Сдерживание. То есть, заточение в ловушку. Когда в тот день я подсознательно впитал энергию, я ничего с ней не сделал. Я даже не понимал до конца, что её поглотил. А потом я прогулочным шагом вошёл в паб, пока каждый атом моего естества был пропитан нестабильной силой.
Ей надо было куда-то выплеснуться.
Я не выбрал, что с ней сделать. Я не предложил ей выхода, цели. И я не вернул её в землю. Приглашённая, но не направленная, она сделала то, что делала бы любая сила, и сделает вновь, если я во второй раз потерплю неудачу.
Вырвалась из меня в моей чистейшей форме — Смерть.
Стиснув зубы, напрягшись от усилий по сдерживанию первобытной мощи, которая не знает границ и не повинуется никаким законам, кроме тех, что на неё наложены, я запрокидываю голову и смотрю вверх.
Летучая мышка спокойно устроилась на брусе, возле разбитой панели витража.

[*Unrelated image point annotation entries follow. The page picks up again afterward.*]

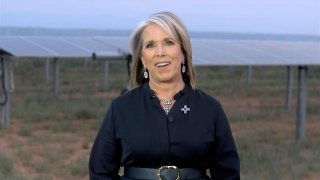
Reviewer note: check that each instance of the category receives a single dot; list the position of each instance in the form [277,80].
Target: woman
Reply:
[164,127]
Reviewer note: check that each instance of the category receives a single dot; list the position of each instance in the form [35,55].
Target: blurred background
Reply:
[49,135]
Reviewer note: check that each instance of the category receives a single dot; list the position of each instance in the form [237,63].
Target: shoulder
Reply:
[204,98]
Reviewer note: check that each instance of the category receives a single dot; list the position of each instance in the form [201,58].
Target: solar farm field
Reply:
[50,137]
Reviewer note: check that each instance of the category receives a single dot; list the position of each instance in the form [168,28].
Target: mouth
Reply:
[162,64]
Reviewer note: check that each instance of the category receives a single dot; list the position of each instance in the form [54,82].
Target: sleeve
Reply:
[104,161]
[225,163]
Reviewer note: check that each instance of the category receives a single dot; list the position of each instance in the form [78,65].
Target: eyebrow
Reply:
[165,39]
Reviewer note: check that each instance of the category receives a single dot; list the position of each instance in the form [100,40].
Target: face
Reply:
[161,55]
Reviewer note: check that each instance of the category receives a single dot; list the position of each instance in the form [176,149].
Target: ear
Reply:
[183,59]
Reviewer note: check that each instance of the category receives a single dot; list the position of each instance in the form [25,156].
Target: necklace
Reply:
[167,105]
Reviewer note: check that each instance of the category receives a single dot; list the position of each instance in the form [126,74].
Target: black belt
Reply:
[164,172]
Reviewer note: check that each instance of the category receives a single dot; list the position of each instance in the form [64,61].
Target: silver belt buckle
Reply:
[168,167]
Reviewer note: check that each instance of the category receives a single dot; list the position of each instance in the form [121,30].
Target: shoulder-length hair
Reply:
[175,27]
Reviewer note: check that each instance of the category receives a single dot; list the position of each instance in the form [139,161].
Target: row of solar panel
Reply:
[205,51]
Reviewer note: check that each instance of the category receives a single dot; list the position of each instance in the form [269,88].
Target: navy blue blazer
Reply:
[136,132]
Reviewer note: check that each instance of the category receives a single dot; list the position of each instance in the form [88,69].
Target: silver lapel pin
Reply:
[185,109]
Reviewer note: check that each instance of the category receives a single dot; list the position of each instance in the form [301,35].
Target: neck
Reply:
[166,90]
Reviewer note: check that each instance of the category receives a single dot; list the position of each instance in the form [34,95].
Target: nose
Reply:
[161,51]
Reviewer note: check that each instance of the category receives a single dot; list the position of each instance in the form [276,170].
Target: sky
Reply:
[238,16]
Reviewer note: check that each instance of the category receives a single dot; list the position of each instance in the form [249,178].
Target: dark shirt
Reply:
[136,132]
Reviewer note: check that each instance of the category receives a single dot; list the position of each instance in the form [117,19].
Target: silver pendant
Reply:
[185,109]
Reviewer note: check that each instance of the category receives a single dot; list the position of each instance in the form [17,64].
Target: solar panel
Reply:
[59,46]
[205,51]
[21,48]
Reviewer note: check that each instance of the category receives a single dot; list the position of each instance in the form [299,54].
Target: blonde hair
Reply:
[175,27]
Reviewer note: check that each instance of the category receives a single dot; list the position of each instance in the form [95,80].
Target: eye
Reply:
[149,45]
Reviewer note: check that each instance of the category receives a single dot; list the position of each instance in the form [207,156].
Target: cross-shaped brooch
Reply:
[185,109]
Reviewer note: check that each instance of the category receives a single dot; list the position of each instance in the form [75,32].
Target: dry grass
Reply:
[51,138]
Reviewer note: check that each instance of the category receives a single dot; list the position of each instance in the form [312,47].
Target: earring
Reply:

Я дотошно придаю силе земли форму, нацеливаю жёстко направленный порыв ледяного воздуха вверх, и в то же время приглашаю поток тёплого ветерка через раскрытое окно, давая маленькому зверьку цель и направление. Летучие мыши не любят сильный холод. Когда ледяной порыв вторгается снизу, зверёк делает именно то, что сделало бы любое ищущее тепла создание — вылетает через щель в тепло, которое я создал снаружи.
Когда он улетает, я прикасаются к его разуму. «Скажи своему виду избегать моего замка. Сделай это легендой».

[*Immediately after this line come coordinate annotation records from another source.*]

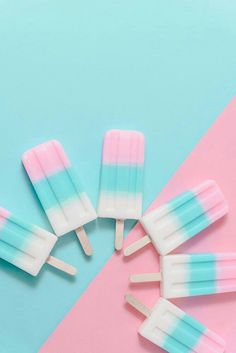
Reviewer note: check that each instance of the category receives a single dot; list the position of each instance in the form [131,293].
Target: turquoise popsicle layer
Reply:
[14,236]
[58,188]
[184,336]
[189,213]
[202,269]
[124,178]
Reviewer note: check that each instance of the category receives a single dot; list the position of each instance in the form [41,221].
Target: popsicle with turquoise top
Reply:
[185,275]
[27,246]
[182,218]
[121,186]
[175,331]
[58,188]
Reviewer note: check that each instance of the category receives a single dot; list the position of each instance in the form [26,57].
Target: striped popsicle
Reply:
[27,246]
[64,200]
[182,218]
[121,186]
[185,275]
[173,330]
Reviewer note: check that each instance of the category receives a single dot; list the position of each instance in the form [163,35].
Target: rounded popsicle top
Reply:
[45,159]
[123,147]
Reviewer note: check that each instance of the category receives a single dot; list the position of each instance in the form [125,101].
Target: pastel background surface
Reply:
[71,70]
[101,317]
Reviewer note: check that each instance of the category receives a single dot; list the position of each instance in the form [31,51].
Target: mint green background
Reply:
[72,69]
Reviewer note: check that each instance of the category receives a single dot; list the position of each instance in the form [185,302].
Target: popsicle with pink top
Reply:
[175,331]
[27,246]
[182,218]
[185,275]
[121,186]
[64,200]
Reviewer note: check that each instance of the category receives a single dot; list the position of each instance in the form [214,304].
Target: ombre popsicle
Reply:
[182,218]
[193,274]
[65,202]
[27,246]
[173,330]
[121,186]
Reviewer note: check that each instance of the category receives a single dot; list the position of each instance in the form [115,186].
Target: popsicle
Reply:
[65,202]
[121,186]
[182,218]
[27,246]
[173,330]
[193,274]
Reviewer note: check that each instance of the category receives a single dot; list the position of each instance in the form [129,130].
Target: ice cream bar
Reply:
[63,198]
[27,246]
[182,218]
[173,330]
[121,186]
[193,274]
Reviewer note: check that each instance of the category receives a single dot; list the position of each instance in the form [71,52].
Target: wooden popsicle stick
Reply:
[84,241]
[136,304]
[61,265]
[137,245]
[119,234]
[146,277]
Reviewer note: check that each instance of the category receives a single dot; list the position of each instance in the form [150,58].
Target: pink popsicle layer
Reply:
[44,160]
[123,147]
[212,200]
[101,322]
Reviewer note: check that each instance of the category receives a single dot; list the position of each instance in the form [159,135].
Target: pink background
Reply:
[101,322]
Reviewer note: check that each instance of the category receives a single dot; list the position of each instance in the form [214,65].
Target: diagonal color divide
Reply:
[101,322]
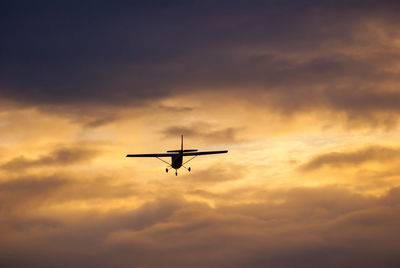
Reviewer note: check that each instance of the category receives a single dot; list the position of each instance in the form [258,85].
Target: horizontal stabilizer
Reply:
[206,152]
[149,155]
[177,151]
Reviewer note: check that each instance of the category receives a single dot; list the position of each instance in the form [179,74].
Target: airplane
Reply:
[177,157]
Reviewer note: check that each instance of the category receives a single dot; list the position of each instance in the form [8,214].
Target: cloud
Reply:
[312,227]
[59,157]
[204,131]
[354,158]
[291,57]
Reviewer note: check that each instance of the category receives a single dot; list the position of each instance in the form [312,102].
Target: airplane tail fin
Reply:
[181,142]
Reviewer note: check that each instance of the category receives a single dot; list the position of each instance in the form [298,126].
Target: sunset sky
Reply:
[305,95]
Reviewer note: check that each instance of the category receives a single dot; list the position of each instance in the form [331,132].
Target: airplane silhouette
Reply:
[177,156]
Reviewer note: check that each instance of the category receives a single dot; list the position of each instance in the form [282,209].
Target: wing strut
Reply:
[190,159]
[164,160]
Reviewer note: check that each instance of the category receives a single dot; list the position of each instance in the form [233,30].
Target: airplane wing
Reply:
[204,153]
[150,155]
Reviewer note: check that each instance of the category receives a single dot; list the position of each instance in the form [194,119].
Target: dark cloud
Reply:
[312,227]
[303,54]
[59,157]
[204,131]
[354,158]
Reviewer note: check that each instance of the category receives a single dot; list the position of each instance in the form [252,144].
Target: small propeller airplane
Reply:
[177,157]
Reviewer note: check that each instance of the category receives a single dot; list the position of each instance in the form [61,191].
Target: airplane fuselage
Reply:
[177,160]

«Замокдемонплохоплохоплохо».
«Да», — бормочу я в его сознании.
Я разрываю контакт и немедленно направляю избыток силы обратно в почву.
Когда он уходит из моего тела и плавно сливается с землёй, я смеюсь в голос — ох, проклятье, какое же удовольствие! Я наконец-то понимаю, что я такое, и как контролировать свой ужасный потенциал.
Фейри и друиды различаются не так сильно, как я ожидал. И те, и другие черпают силу из природы. Теперь надо научиться призывать строго такое количество силы, которое необходимо для того, что я решил сделать. Наивный, как ребёнок, пробующий мороженое в первый раз, в тот день в Шотландии я обожрался перед тем, как войти в паб. Я едва вновь не обожрался только что. Урок выучен.
Я встаю со стопки книг и иду через комнату к зеркалу, завешенному тёмной тканью и паутиной. Как и летучие мыши, пауки завладели моим замком, всюду сплетая свою липкую паутину. На них служанки тоже жаловались.
Я сдираю завесу и смотрю на своё отражение. Возвышающийся, темнокожий принц Невидимых с вороными волосами и древними, холодными глазами глядит на меня. Чёрные крылья в размахе раскрываются на пять с лишним метров и величественно опускаются к полу, торс обнажён, остальное скрыто под линялыми рваными джинсами и армейскими ботинками.
Я устал прорезать рубашки и свитера, и в уединении своей цитадели ношу мало одежды. Татуировки неуёмно скользят под моей кожей, торквес извивается как живая змея вокруг горла, а глаза, некогда полыхавшие радужным огнём, некоторое время назад сменились отрешённым пронизывающим взглядом, сверкающим обломками черноты, синевы и кристального льда, как жестокий арктический ландшафт в морозных сапфировых сумерках. Мои глаза не совпадают с моим сердцем. Я понимаю, почему люди меня страшатся.
В этот раз, вместо того чтобы призвать для сотворения чар внутреннюю энергию, я приманиваю кусочек силы из почвы, чтобы восстановить в себе того мужчину, которым я был когда-то. Нежно. Приглашение, которому меня обучали как друида. Мы работаем вместе, земля и друиды. Мы не захватываем и не крадём.
В стекле отражается молодой шотландец, Кристиан МакКелтар.
Я смотрю на своё тело, поражаясь — и в зеркале, и без него, это снова я! Всё было так просто. Вот та сногсшибательная улыбка, которую любили девушки, лишённая настоящей смерти. Извечная лёгкая щетина на моём подбородке, которая не уходит, если я не бреюсь дважды в день, и тёмные волосы, собранные шнурком на затылке. Я уже не обладаю нечеловеческим ростом, снова метр девяносто, поджарый, мускулистый, с шестью кубиками пресса и янтарными тигриными глазами. Христос, я не видел этого мужчину много лет. Никто его не видел.